Bt is a bacterium famous for its use in agricultural insect control and is the leading biologically produced insecticide worldwide.

Soil bacteria may offer drug to treat roundworm

A protein from a soil bacterium used to kill insects naturally on organic crops is a highly effective treatment for intestinal parasitic roundworms, claim scientists.

These parasites, which include hookworms and whipworms, infect about two billion people in underdeveloped tropical regions and are cumulatively one of the leading causes of debilitation worldwide, reports Nature.

The scientists report in the March 2 issue of the open-access journal PLoS Neglected Tropical Diseases, that a crystal protein known as Cry5B produced by the Bt, or Bacillus thuringiensis, bacterium is highly effective at a single dose at curing mammals of intestinal roundworm infections.

Bt is a bacterium famous for its use in agricultural insect control and is the leading biologically produced insecticide worldwide. Bt crystal proteins have been used as insecticides for over five decades and are known to be non-toxic to vertebrates.

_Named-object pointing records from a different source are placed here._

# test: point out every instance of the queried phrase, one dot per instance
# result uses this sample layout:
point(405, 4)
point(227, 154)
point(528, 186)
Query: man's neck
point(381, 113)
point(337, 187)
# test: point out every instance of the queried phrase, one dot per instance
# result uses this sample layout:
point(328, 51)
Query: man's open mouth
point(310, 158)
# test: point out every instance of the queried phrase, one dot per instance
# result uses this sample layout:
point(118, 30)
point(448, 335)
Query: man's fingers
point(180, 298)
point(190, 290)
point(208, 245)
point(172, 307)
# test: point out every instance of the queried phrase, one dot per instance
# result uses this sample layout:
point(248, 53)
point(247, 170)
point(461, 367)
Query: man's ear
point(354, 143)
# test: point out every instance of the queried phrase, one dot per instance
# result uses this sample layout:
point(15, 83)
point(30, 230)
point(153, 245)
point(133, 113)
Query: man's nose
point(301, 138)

The discovery of the crystal protein's effectiveness against parasites was made in a UCSD laboratory that has conducted pioneering studies of Bt crystal proteins such as Cry5B that kill roundworms, instead of insects.

"This bacterium is a natural soil predator of nematodes," says author Raffi Aroian from the University of California, San Diego. "The bacterium can kill the worm," he adds, "and it has a great track record for safety around vertebrates."

"Compared to the best drugs people have developed to treat human parasitic worms, this natural protein is at least three times better," Aroian says.